3 Proyek Besar Ridwan Kamil saat Jadi Wali Kota Bandung yang Hingga Kini Belum Terwujud

Berikut catatan proyek besar dan gagasan yang hingga kini belum memasuki tahap pembangunan fisik.

3 Proyek Besar Ridwan Kamil saat Jadi Wali Kota Bandung yang Hingga Kini Belum Terwujud
Tiga proyek Ridwan Kamil yang belum terwujud saat menjabat jadi wali kota bandung

INILAHKORAN.ID - Nama Ridwan Kamil kerap dilekatkan dengan gagasan pembangunan kota yang visioner saat menjabat Wali Kota Bandung periode 2013–2018. 

Berbagai rencana infrastruktur besar sempat disampaikan ke publik sebagai solusi jangka panjang persoalan kota. Namun hingga bertahun-tahun setelah masa jabatannya berakhir, sejumlah janji tersebut belum pernah terwujud sama sekali.

Berikut catatan proyek dan gagasan yang hingga kini belum memasuki tahap pembangunan fisik.

1. Underpass Cibiru yang Tak Pernah Dibangun

Kemacetan parah di Simpang Cibiru, Bandung Timur, menjadi salah satu masalah klasik.
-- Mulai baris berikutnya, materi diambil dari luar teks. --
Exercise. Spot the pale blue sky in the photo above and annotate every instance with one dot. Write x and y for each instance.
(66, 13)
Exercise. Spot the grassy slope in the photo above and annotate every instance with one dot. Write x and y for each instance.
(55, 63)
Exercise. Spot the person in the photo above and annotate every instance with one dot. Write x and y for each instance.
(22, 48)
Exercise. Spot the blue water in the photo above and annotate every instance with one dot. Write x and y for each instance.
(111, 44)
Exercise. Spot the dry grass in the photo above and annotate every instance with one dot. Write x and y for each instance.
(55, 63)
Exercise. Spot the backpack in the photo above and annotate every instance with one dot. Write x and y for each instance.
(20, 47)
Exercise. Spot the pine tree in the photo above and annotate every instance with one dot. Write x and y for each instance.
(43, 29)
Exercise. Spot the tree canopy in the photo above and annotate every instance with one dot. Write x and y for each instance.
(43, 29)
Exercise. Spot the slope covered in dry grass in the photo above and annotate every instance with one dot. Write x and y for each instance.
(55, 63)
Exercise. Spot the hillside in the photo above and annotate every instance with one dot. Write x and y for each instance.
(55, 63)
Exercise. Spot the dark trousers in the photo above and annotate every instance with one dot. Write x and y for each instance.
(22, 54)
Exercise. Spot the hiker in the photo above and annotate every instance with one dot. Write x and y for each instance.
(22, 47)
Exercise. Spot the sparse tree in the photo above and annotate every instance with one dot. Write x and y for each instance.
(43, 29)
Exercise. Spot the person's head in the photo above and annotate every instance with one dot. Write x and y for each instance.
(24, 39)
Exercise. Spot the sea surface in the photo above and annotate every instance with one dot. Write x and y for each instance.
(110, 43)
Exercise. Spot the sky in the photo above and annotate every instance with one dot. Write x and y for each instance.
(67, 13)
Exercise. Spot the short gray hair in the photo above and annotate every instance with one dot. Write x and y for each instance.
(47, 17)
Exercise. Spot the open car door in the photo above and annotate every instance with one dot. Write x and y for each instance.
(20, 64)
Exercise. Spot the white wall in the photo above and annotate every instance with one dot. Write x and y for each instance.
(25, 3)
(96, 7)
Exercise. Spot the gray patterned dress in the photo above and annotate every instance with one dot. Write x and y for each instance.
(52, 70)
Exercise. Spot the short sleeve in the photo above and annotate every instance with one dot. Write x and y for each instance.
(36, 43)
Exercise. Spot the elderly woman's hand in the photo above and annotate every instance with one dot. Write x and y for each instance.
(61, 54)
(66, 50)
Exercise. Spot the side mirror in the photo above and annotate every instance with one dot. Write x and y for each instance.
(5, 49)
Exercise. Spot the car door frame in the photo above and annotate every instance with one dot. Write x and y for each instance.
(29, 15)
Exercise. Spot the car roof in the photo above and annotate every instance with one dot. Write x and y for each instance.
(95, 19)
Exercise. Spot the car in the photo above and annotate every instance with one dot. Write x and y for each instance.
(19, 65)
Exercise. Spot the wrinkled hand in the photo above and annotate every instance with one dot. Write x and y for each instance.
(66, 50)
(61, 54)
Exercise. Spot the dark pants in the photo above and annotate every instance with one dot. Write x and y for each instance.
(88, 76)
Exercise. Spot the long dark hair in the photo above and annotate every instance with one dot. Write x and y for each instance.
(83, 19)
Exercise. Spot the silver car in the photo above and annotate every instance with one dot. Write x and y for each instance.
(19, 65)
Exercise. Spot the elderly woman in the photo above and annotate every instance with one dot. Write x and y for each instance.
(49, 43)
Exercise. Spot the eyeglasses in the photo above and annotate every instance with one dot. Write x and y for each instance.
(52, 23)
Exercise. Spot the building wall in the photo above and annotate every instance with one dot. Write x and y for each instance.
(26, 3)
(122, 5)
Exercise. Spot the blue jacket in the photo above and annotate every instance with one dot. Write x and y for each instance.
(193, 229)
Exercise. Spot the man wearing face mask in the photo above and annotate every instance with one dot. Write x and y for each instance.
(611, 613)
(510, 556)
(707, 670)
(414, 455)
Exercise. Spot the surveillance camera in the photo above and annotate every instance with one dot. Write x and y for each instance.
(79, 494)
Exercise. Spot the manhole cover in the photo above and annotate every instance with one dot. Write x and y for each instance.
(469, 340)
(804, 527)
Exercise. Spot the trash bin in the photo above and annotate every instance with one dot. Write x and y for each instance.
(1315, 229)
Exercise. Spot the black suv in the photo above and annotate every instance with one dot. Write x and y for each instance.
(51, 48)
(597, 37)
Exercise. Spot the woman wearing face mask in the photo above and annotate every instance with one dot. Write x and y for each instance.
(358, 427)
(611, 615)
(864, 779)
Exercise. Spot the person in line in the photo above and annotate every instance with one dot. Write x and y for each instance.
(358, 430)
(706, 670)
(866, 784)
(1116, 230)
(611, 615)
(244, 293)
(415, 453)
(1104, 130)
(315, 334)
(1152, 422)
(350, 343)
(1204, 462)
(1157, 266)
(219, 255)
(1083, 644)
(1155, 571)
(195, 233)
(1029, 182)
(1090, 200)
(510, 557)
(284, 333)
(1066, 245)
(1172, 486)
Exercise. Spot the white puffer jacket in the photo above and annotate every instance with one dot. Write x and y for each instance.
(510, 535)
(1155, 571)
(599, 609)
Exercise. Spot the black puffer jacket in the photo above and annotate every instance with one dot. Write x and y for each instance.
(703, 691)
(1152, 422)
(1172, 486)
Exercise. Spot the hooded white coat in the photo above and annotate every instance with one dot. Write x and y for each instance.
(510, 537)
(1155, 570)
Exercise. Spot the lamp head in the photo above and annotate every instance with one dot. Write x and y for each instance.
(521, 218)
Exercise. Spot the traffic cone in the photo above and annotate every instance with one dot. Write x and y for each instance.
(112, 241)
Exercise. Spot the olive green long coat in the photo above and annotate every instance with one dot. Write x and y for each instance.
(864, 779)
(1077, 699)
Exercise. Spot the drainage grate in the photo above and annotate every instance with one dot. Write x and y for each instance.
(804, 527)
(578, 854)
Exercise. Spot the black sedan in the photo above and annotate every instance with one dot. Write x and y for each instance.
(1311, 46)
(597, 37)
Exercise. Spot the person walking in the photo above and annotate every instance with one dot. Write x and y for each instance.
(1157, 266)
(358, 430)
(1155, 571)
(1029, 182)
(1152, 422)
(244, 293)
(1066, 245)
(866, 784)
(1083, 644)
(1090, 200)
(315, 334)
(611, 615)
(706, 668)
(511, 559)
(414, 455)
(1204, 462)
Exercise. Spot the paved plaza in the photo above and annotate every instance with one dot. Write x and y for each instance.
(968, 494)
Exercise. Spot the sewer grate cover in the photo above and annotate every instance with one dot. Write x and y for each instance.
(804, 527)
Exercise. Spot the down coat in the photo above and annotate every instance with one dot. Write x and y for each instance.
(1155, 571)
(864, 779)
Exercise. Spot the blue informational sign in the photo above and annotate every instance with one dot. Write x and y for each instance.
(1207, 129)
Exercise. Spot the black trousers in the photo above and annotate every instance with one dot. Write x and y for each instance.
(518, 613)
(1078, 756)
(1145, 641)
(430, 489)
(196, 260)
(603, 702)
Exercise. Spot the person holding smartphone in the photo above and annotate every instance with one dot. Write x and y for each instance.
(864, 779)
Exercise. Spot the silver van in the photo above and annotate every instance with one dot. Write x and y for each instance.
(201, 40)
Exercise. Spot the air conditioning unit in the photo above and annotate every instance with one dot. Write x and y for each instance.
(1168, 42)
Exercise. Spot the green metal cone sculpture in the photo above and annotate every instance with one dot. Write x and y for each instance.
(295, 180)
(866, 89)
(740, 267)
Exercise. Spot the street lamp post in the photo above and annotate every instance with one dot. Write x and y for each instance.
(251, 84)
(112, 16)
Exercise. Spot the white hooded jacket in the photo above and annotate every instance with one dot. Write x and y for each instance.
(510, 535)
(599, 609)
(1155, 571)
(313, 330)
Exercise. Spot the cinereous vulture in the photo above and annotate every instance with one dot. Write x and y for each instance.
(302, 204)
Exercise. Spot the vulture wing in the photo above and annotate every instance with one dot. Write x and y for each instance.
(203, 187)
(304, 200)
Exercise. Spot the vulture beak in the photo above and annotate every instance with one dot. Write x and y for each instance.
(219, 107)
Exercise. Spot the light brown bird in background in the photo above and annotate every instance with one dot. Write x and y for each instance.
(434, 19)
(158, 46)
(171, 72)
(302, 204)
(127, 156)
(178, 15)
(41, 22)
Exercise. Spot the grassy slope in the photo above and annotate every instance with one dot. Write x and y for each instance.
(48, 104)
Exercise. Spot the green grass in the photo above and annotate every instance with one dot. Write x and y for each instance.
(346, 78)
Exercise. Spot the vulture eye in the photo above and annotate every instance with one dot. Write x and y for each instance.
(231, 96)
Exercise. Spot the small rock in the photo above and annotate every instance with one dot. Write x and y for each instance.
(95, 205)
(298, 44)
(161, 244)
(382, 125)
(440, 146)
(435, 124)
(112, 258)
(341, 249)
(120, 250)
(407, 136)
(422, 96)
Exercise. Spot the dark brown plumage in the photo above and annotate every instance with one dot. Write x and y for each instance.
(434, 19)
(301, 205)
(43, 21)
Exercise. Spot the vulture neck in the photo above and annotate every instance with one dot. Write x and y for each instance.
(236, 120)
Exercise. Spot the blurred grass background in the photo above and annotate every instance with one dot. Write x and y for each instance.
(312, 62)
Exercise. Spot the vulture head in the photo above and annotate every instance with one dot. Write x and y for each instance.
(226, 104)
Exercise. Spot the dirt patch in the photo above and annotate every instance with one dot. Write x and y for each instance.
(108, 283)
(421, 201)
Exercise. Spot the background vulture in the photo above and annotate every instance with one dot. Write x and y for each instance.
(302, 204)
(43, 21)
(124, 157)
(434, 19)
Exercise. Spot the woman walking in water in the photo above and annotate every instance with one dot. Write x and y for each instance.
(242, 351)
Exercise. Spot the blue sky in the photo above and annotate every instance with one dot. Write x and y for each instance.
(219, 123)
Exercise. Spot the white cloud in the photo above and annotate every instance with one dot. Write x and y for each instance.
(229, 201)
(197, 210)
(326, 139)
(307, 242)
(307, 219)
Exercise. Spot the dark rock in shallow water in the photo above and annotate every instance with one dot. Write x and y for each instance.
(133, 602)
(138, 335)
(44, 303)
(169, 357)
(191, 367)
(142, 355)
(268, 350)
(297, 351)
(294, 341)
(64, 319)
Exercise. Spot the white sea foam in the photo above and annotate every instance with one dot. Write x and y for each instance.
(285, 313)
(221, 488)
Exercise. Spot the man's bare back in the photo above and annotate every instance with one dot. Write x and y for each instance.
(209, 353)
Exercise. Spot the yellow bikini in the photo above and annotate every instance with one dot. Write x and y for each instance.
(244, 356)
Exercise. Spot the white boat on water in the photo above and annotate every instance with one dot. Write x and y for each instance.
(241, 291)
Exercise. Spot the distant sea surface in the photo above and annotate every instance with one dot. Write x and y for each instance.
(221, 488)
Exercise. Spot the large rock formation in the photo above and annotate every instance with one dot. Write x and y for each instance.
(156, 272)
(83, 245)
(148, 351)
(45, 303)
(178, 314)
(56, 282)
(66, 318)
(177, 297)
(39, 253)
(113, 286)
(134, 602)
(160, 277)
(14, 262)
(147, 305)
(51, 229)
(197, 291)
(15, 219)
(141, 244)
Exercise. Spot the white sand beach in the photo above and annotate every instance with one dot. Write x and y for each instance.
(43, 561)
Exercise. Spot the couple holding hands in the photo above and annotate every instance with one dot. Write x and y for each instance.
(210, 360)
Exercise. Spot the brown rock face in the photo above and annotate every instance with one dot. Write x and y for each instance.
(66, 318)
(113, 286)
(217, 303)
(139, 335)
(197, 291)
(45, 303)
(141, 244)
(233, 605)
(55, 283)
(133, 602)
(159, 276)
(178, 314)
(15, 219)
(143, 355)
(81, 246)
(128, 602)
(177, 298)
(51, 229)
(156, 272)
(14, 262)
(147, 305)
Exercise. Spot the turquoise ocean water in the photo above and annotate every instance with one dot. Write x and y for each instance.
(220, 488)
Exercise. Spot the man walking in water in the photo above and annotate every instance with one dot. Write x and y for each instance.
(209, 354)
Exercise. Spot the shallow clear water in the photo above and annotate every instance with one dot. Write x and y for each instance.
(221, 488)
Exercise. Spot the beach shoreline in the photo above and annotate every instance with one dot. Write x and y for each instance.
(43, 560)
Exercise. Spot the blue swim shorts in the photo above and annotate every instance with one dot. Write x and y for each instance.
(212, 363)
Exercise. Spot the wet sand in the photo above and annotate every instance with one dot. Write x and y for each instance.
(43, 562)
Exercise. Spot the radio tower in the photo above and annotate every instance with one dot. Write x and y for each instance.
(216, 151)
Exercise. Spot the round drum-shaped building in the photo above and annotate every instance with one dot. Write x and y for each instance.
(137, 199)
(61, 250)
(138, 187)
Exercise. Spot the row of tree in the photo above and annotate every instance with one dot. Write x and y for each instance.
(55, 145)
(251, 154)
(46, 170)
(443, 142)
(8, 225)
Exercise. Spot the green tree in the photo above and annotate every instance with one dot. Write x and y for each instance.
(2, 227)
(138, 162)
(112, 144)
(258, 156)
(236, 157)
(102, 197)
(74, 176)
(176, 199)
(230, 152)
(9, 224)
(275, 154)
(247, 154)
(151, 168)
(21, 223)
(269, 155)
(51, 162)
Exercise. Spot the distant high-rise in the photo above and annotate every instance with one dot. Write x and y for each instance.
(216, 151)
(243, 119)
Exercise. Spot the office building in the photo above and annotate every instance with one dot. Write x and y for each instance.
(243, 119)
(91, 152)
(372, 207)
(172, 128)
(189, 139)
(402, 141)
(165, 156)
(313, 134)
Di era Ridwan Kamil, pembangunan Underpass Cibiru sempat diwacanakan sebagai solusi permanen. 

Faktanya, proyek ini tidak pernah masuk tahap konstruksi dan hanya berhenti pada wacana dan kajian awal serta terkendala status jalan nasional dan pembiayaan

Hingga kini, warga Bandung Timur masih menghadapi kemacetan yang sama tanpa solusi infrastruktur permanen.

2. Monorel atau LRT Bandung yang Hanya Berhenti di Konsep

Ridwan Kamil juga sempat mengangkat rencana monorel atau LRT perkotaan sebagai jawaban atas kemacetan Bandung. Namun hingga kini tidak ada jalur monorel atau LRT yang dibangun.

Selain itu, proyek ini tidak pernah masuk tahap groundbreaking dan masih sebatas konsep, presentasi, dan rencana jangka panjang.

Gagasan transportasi massal modern tersebut tidak pernah terealisasi di lapangan. Meski pun model kmonorel tersebut sempat dipamerkan di Alun-Alun Kota Bandung.

3. Revitalisasi Sungai Terpadu Se-Bandung

Penataan sungai Bandung sempat digaungkan sebagai program besar, tidak hanya Sungai Cikapundung tetapi juga anak-anak sungai lainnya. Namun realisasinya tidak pernah dilakukan secara menyeluruh, banyak sungai tetap kumuh dan tercemar, program terpadu skala kota tidak terwujud, yang terjadi hanyalah penataan parsial di titik-titik tertentu.

Fakta bahwa proyek-proyek tersebut belum pernah terwujud hingga kini tetap menjadi catatan kritis publik terhadap kepemimpinan Ridwan Kamil di Bandung.